Agriculture: The loss of ag lands is one of the state’s most pressing challenges. The draft plan lists a number of possible strategies to keep farms in operation but it doesn’t propose a specific course of action. Unfortunately there are a number of legal and institutional roadblocks impeding these opportunities.

Urban Water Conservation and Reuse: How can our communities do more with conservation and reuse to slow the transfer of agricultural water rights and reduce the need for transbasin diversions? While a number of Front Range cities are making major strides to conserve, others are not. Should the state play a more decisive role in setting minimum levels of conservation? How will this square with our preference for local control?

Land Use Considerations: Historically, water providers have had little input into the land-use decisions of county commissioners or city councils. Yet land use is often a major driver in how water is used and what it costs. Along the Front Range, more than 30 percent of our water is allocated for lawn watering. But in an era of climate change and explosive population growth, future bluegrass lawns may have a detrimental impact on other water uses. The draft plan doesn’t endorse any new or emerging role for state or local governments.

Agricultural Water Conservation: More than 70 percent of the state’s water goes to irrigating crops and pastures. But technology is available to stretch these water supplies. Even a modest 5 to 10 percent reduction in agricultural irrigation could make a significant difference.

Admittedly, this path is complicated.
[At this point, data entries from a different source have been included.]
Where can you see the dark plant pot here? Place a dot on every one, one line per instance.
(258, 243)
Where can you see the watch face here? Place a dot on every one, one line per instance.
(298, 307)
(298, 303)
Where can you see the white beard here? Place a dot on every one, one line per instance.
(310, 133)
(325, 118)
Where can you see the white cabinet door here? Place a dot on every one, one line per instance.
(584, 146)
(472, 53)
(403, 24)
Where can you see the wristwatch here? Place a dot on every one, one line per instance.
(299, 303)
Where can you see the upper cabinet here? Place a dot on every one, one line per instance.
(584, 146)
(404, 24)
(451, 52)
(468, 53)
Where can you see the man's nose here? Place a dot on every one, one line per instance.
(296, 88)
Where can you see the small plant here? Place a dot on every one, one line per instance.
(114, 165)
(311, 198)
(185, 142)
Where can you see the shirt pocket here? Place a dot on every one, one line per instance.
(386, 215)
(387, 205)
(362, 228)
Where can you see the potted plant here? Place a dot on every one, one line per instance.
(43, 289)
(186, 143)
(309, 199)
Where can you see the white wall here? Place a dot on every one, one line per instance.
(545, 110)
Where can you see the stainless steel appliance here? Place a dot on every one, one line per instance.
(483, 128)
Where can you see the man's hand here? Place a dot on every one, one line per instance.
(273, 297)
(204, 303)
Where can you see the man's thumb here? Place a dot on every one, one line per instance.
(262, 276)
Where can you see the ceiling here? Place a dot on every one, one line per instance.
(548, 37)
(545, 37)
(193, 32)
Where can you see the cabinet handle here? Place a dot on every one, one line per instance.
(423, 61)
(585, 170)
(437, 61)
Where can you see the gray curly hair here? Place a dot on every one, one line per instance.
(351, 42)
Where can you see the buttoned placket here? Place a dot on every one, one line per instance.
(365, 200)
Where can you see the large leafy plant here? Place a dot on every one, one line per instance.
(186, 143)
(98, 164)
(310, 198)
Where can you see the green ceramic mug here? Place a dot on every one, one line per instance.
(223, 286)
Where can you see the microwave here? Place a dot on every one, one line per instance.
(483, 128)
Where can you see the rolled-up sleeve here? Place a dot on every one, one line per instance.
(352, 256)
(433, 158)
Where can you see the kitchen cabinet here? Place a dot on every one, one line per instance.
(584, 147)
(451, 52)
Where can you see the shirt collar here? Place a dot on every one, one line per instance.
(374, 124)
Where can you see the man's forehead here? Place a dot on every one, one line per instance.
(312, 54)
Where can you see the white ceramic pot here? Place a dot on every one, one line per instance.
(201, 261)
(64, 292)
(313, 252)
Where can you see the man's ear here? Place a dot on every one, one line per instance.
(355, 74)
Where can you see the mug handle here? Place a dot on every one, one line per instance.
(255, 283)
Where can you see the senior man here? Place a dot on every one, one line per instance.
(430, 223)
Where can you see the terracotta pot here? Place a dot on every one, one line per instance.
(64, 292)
How does a farmer’s conservation of water affect return flows relied upon by others? What impact will conservation have on the value of the farmer’s water rights? And how does the state engineer administer such changes? The best solutions will come from the agricultural community itself, but the water rights system should be tweaked to encourage these savings. The draft plan stops short of supporting specific actions to create the necessary flexibility and legal protections.
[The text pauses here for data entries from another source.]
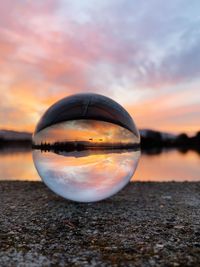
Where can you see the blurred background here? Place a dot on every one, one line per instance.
(143, 54)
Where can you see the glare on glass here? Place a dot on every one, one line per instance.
(86, 147)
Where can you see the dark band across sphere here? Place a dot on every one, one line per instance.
(87, 106)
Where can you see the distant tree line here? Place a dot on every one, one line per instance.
(155, 139)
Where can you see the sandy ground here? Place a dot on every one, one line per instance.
(146, 224)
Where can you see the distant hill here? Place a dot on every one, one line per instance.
(14, 135)
(150, 139)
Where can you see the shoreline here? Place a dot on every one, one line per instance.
(146, 224)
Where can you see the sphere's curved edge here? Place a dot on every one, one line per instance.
(87, 106)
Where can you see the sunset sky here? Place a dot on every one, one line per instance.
(143, 54)
(84, 130)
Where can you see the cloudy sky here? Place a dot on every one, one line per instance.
(143, 54)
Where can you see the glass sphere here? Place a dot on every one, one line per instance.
(86, 147)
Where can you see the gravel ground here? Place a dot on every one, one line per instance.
(146, 224)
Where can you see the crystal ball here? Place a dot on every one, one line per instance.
(86, 147)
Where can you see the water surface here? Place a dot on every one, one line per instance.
(168, 166)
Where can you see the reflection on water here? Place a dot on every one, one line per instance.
(171, 165)
(167, 166)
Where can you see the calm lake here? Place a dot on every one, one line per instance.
(169, 165)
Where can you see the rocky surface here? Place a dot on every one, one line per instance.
(146, 224)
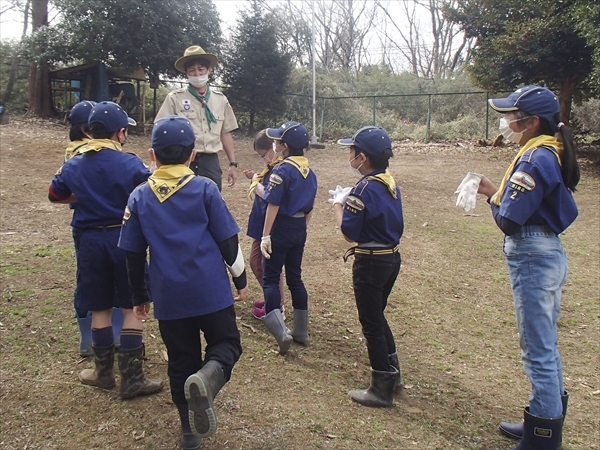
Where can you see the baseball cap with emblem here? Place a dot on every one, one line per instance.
(195, 52)
(535, 100)
(369, 139)
(292, 133)
(111, 115)
(80, 112)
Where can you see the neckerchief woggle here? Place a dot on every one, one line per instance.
(541, 141)
(210, 117)
(168, 179)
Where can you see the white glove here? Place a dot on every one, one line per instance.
(467, 191)
(339, 195)
(265, 246)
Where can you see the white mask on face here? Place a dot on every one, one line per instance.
(198, 81)
(508, 133)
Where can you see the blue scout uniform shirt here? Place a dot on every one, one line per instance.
(372, 214)
(101, 181)
(535, 193)
(292, 186)
(187, 273)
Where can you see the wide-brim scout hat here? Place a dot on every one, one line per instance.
(195, 52)
(369, 139)
(292, 133)
(111, 115)
(534, 100)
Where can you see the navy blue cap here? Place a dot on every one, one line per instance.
(292, 133)
(172, 130)
(80, 112)
(111, 115)
(369, 139)
(534, 100)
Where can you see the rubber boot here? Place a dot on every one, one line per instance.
(188, 441)
(276, 325)
(540, 433)
(393, 361)
(85, 335)
(300, 331)
(102, 374)
(117, 323)
(200, 391)
(515, 430)
(381, 391)
(133, 381)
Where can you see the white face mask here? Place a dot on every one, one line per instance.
(508, 133)
(198, 81)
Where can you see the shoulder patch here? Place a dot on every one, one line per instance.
(523, 180)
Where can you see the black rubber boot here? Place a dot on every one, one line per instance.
(102, 374)
(133, 381)
(393, 360)
(189, 441)
(200, 390)
(381, 391)
(540, 433)
(515, 430)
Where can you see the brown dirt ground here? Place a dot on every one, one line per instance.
(450, 310)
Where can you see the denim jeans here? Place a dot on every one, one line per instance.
(288, 237)
(537, 266)
(373, 278)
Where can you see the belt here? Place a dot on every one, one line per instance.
(367, 251)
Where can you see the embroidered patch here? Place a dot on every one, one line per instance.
(523, 179)
(354, 204)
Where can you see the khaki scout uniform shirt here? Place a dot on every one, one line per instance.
(182, 103)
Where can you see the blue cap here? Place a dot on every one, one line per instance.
(111, 115)
(80, 112)
(292, 133)
(535, 100)
(369, 139)
(172, 130)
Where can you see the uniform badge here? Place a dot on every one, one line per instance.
(522, 180)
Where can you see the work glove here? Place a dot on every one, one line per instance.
(339, 195)
(467, 191)
(265, 246)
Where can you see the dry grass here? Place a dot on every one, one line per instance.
(451, 312)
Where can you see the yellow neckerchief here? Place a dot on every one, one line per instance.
(541, 141)
(257, 179)
(300, 163)
(95, 145)
(166, 180)
(387, 179)
(74, 148)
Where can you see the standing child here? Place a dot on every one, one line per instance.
(290, 195)
(370, 214)
(193, 241)
(79, 136)
(100, 181)
(265, 147)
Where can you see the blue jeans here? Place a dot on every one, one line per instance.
(537, 266)
(288, 237)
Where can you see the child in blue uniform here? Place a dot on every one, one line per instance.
(193, 241)
(290, 195)
(532, 206)
(370, 214)
(79, 136)
(100, 181)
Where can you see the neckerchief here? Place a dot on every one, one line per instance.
(300, 163)
(541, 141)
(95, 145)
(210, 117)
(387, 179)
(166, 180)
(257, 179)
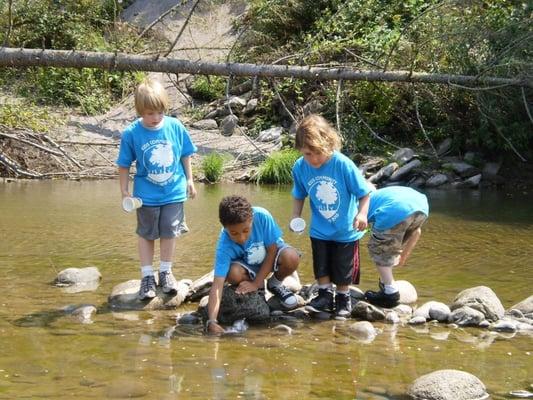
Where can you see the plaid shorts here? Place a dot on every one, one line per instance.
(385, 247)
Transbasin Diversions:Since 70 percent of Colorado’s population is on the Eastern Slope and 70 percent of Colorado’s water is on the Western Slope, the Front Range has looked to the Western Slope for decades to meet its water needs. As Gov. John Love used to admonish, “Water runs uphill toward money.” No issue is more controversial than a proposed transbasin diversion.How then have the roundtables and IBCC wrestled with this issue? In my view, reasonably well.
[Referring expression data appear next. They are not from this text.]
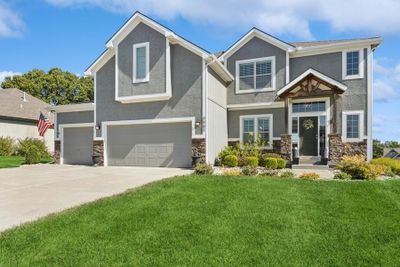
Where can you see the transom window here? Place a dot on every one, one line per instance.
(140, 62)
(352, 125)
(257, 128)
(353, 64)
(255, 75)
(308, 107)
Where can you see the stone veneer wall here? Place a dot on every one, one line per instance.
(98, 150)
(286, 146)
(338, 149)
(57, 151)
(199, 147)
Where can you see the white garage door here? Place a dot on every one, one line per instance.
(78, 145)
(155, 145)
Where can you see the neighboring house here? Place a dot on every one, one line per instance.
(160, 98)
(393, 153)
(19, 115)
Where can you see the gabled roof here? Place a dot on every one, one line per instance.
(254, 32)
(16, 104)
(314, 73)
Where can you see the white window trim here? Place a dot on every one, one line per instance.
(147, 77)
(255, 117)
(254, 60)
(360, 75)
(360, 126)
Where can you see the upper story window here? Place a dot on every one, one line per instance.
(141, 63)
(255, 75)
(353, 64)
(256, 128)
(352, 126)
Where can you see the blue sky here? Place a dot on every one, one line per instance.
(71, 33)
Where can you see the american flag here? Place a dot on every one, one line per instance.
(43, 124)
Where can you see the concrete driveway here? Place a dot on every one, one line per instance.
(30, 192)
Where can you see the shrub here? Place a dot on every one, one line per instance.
(230, 161)
(32, 155)
(25, 144)
(203, 169)
(271, 163)
(7, 146)
(281, 163)
(342, 176)
(393, 164)
(251, 161)
(249, 171)
(231, 172)
(288, 174)
(309, 176)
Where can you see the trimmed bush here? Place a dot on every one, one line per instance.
(230, 161)
(288, 174)
(251, 161)
(32, 155)
(342, 176)
(271, 163)
(203, 169)
(281, 163)
(249, 171)
(7, 146)
(309, 176)
(393, 164)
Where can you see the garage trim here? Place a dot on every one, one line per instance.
(105, 124)
(70, 125)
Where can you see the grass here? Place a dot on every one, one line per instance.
(16, 161)
(215, 221)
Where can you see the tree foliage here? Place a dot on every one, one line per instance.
(56, 87)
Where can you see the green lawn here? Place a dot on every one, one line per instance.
(16, 161)
(203, 221)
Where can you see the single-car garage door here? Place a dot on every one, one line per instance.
(78, 145)
(156, 145)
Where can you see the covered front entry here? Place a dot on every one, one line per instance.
(152, 145)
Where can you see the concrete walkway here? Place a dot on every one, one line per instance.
(30, 192)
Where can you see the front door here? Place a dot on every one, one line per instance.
(308, 136)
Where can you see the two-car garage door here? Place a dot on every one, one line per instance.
(156, 145)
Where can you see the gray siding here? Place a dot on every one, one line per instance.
(157, 50)
(355, 98)
(186, 98)
(74, 117)
(234, 120)
(257, 48)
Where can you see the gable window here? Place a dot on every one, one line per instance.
(352, 126)
(141, 63)
(353, 64)
(256, 128)
(255, 75)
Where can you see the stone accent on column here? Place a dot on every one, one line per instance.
(199, 148)
(98, 152)
(57, 151)
(286, 146)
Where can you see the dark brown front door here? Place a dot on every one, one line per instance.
(309, 136)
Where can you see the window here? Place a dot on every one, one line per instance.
(256, 75)
(256, 128)
(141, 63)
(308, 107)
(353, 64)
(352, 126)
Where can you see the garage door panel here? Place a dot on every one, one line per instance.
(78, 145)
(164, 145)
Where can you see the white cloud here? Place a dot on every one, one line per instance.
(11, 24)
(4, 74)
(387, 82)
(277, 17)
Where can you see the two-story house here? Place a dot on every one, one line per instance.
(159, 98)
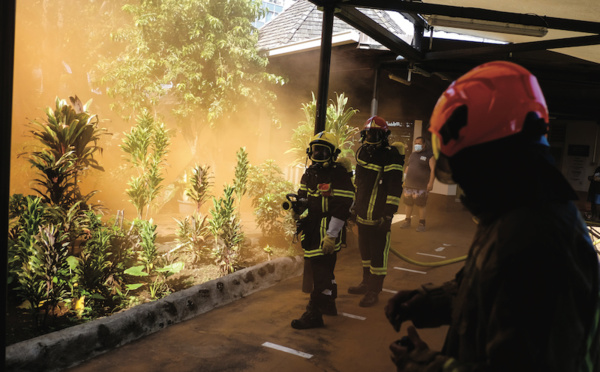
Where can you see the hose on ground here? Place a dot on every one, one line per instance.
(428, 264)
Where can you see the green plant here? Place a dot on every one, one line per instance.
(192, 233)
(268, 187)
(336, 122)
(199, 185)
(69, 140)
(227, 231)
(199, 55)
(147, 146)
(269, 251)
(241, 174)
(44, 279)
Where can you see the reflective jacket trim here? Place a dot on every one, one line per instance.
(393, 200)
(364, 221)
(343, 193)
(392, 167)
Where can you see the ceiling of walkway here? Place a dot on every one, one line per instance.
(567, 57)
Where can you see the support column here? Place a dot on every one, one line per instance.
(325, 64)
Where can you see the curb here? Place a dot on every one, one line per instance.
(71, 346)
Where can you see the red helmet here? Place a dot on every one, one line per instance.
(375, 130)
(487, 103)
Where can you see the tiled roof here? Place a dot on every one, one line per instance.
(302, 21)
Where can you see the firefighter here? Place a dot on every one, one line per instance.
(327, 188)
(378, 181)
(527, 298)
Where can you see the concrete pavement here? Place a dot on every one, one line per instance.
(252, 332)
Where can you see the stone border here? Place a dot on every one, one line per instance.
(71, 346)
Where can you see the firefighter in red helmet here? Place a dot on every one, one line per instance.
(378, 183)
(328, 192)
(527, 298)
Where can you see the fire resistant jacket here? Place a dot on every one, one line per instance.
(527, 298)
(378, 182)
(330, 193)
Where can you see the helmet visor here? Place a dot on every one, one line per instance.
(320, 153)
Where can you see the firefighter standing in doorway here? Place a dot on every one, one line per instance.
(378, 183)
(527, 298)
(329, 193)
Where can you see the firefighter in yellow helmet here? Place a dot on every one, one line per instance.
(378, 181)
(527, 298)
(327, 189)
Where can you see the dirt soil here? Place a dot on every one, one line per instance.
(19, 322)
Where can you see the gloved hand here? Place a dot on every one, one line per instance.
(415, 355)
(400, 307)
(328, 244)
(385, 223)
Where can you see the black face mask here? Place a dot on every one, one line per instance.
(373, 136)
(320, 153)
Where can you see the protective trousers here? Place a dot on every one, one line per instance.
(374, 246)
(325, 288)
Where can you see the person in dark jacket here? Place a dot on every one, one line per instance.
(378, 183)
(527, 298)
(327, 188)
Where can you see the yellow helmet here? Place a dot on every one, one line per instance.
(323, 148)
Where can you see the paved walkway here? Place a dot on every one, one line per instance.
(254, 333)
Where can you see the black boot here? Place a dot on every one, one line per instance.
(310, 319)
(363, 286)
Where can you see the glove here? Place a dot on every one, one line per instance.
(412, 354)
(385, 223)
(398, 308)
(328, 244)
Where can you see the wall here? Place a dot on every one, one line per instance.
(579, 153)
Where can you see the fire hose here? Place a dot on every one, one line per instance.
(429, 264)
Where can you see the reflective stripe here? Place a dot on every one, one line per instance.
(366, 222)
(392, 167)
(343, 193)
(393, 200)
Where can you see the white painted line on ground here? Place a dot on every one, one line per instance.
(412, 271)
(432, 255)
(287, 350)
(354, 316)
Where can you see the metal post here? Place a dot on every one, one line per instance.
(325, 64)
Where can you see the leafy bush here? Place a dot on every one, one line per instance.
(267, 187)
(227, 231)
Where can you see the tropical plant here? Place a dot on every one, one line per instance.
(336, 122)
(198, 188)
(193, 54)
(44, 279)
(192, 234)
(267, 187)
(69, 140)
(227, 231)
(241, 173)
(146, 146)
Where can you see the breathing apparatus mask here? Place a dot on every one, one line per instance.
(322, 149)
A general framework is emerging to evaluate future proposed transbasin diversions. Without it, the federal government is left to guess (or ignore) what’s the state’s position is. Conversely, a well articulated state position will command the attention of federal agencies.

Water Quality/Water Quantity: With the impacts of climate change combined with increasing consumption of remaining water supplies, the relationship between water quality and water quantity is obvious. To plan for one without careful integration of the other would be sheer folly.

Past federal reviews and permitting of major water projects have often taken five to 10 years, costing millions of dollars and not necessarily improving the environmental quality of projects. Clearly, alternate ways are available to shorten this process, gain better public input, and allow worthy projects to proceed. New initiatives from the Obama administration, in combination with earlier Colorado proposals, can hasten faster and better review. The plan should incorporate these approaches.

The foundation for a forward-looking plan has been laid through the hard work of the basin roundtables, IBCC and CWCB. What the final plan must do is articulate the tradeoffs which we face and set forth a concise action plan of near-, mid-, and long-term steps for consideration by the governor and General Assembly.

This is not an opportunity we can afford to squander.

Harris Sherman is senior counsel at Arnold & Porter. He has twice served as executive director of the Colorado Department of Natural Resources and has chaired the Interbasin Compact Committee. Most recently he was under secretary for Natural Resources & the Environment at USDA.